Woolworth's Lincoln.  This record beat the odds and in it's yucky shape does play fairly well.  Alas, another Woolworth's buy It's Only Love (Tommy James/Shondells) didn't play well either. Some of these records had a yucky film on it, Somebody must have spilled Pepsi on it.

10)   Move Over-Steppenwolf (Dunhill/ABC  D=4305)  1969

Webster City, tho I think I bought this at the drug store and not Woolworth's.  At that time I had plenty of Steppenwolf records, Doors Records etc etc but most didn't survive. One of my all time fave Steppenwolf songs.  Fits perfectly in these days and times.
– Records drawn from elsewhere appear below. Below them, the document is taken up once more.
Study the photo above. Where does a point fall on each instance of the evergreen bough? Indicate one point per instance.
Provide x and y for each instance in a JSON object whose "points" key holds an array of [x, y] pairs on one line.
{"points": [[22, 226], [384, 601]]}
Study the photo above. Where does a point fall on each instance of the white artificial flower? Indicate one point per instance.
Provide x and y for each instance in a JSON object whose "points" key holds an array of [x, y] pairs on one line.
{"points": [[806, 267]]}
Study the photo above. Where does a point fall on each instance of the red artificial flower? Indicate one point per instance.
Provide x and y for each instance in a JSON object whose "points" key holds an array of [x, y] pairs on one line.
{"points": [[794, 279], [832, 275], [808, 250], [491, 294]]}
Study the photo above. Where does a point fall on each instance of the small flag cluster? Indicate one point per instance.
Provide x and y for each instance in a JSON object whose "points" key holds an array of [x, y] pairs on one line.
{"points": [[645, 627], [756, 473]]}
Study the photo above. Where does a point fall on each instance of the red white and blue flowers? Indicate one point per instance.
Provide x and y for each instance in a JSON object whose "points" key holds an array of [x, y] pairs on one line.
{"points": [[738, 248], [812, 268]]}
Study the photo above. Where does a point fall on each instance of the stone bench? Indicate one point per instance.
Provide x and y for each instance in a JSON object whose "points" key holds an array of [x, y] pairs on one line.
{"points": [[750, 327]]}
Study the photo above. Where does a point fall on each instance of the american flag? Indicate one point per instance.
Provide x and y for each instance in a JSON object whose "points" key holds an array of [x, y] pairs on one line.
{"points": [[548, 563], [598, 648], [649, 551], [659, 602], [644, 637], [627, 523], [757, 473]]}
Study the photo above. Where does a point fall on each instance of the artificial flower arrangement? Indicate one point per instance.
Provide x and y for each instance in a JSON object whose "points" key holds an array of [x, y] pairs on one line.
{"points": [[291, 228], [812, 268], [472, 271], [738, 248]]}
These records are the ones that did survive the first fifty years of my life (expect Soapstone Mountain).  I had a trio of Ricky Nelson singles but the worse looking one was the one that played the best, It's Late.  Poor Little Fool is from the original Lincoln box but the grooves got mircowaved it seemed and Hello Mary Lou had scratches that wouldn't buff off.  The Jive Samba fry Cannonball Adderley has a crack in it.  Paint It Black From Jalopy Five was borderline but in the end, I decided it was decent enough to put a sleeve on it.  The rejected records were put back in the tins in the closet and probably won't be bothered to play them again.